In highly dynamic scheduling, change events occur long before the scheduling horizon is reached. The scheduler is driven by change. The complexity of these problems cannot be described in terms of NP-hardness, as no exact optimal solution exists for a dynamic problem. Nevertheless, search space explosions are common. In addition, search time is very limited, since the environment requires immediate solutions. Each problem solving approach will therefore employ heuristics in some sense. The heuristics may be in the algorithm (e.g., metaheuristics), in narrowing down the search space, or in enhancing the fitness functions (e.g., by preferring robust schedules).
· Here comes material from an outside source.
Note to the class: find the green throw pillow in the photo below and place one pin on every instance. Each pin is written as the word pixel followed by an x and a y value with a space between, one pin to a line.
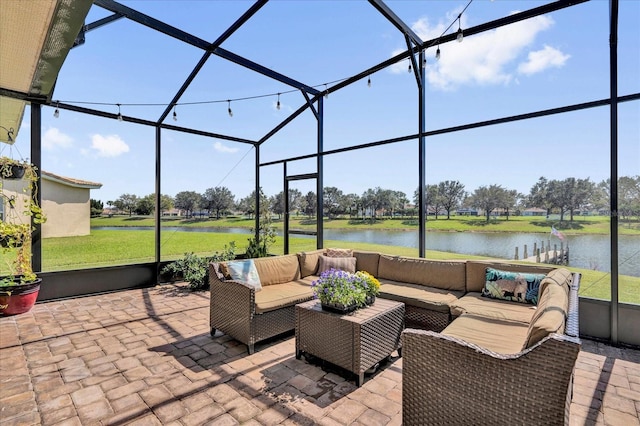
pixel 513 286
Evolutionary algorithms (EA) are often applied metaheuristics, both in static and dynamic environments. They have innate robust tendencies, being able to adapt to changing environments. However, we argue they are of limited use in highly dynamic problems. As revised schedules preferably stay close to the original, there is no need for broad sampled neighbourhoods such as provided by EAs. Furthermore, schedules in dynamic environments have a great internal coherence, which an EA is prone to break. Lastly, in such problems, the time to perform EA computations simply is not there. The optimisation approach needed in such environments often involves load balancing, which can be performed by exchanging tasks between machines or queues. Therefore, more straightforward element-swapping heuristics such as k-opt search, will prove more valuable.
Elevator dispatching was used as a case study in this research. It is a typical example of a highly dynamic scheduling problem. Experiments using real world passenger data show that EAs are outperformed by k-opt search, even when search time was unlimited.